Institut für Entwicklungsberatung

Ein wichtiges Standbein ist die Supervision und das Coaching von Privatpersonen, Führungskräften, Teams, Gruppen und Unternehmen. Beispielsweise arbeite ich seit knapp 10 Jahren in der Fachgruppe für Supervision der Diözese Regensburg und betreue fest angestellte Mitarbeiter/-innen der katholischen Kirche. Dies sind u.a. Priester, GemeindereferentInnen und Pastoralreferenten. Auch hier arbeite ich sehr stark mit der Grundlage der Modelle aus der Transaktionsanalyse. Und Logosynthese setze ich seit 2007 sehr erfolgreich sowohl in Supervisionen als auch in Coachings ein.

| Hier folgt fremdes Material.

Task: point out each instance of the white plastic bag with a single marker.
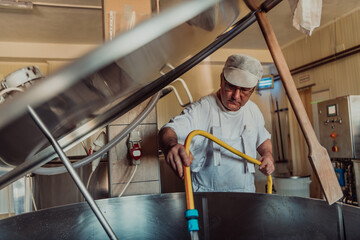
(306, 14)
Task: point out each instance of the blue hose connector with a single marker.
(192, 216)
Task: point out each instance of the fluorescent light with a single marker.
(16, 4)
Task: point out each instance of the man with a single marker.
(230, 116)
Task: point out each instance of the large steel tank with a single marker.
(222, 216)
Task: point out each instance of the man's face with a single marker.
(233, 97)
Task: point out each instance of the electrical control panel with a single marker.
(339, 126)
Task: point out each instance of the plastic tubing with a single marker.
(105, 148)
(187, 177)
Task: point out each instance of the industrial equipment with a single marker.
(52, 116)
(339, 128)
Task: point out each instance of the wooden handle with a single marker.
(318, 155)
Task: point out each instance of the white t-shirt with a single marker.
(214, 168)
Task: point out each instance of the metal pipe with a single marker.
(66, 5)
(73, 173)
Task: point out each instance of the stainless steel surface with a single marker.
(344, 123)
(73, 174)
(80, 98)
(222, 216)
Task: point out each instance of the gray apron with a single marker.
(219, 170)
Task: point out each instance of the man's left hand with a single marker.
(267, 164)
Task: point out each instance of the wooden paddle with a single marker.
(318, 156)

Meine Definition von Supervision

Ich definiere Supervision als längerfristige Begleitung zu den vorab im Kontraktgespräch miteinander abgesprochenen Zielen. Dabei orientiere ich mich nach den Bedürfnissen und Wünschen meiner Klienten/-innen. Einer meiner Grundsätze in meiner Arbeit als Supervisorin lautet: Ratschläge sind meist auch Schläge. Als mich vor einigen Jahren eines meiner Kinder gefragt hat, was ich denn arbeite, habe ich erklärt: „ich frage Fragen und hinterfrage Fragen.“

Wenn ich Lernkanten bei meinem Gegenüber zu erkennen glaube, biete ich Informationen an. Supervision dient der Qualitätssicherung und ist besonders gut geeignet, persönliche und zwischenmenschliche Aspekte im Arbeitsleben genauer zu betrachten.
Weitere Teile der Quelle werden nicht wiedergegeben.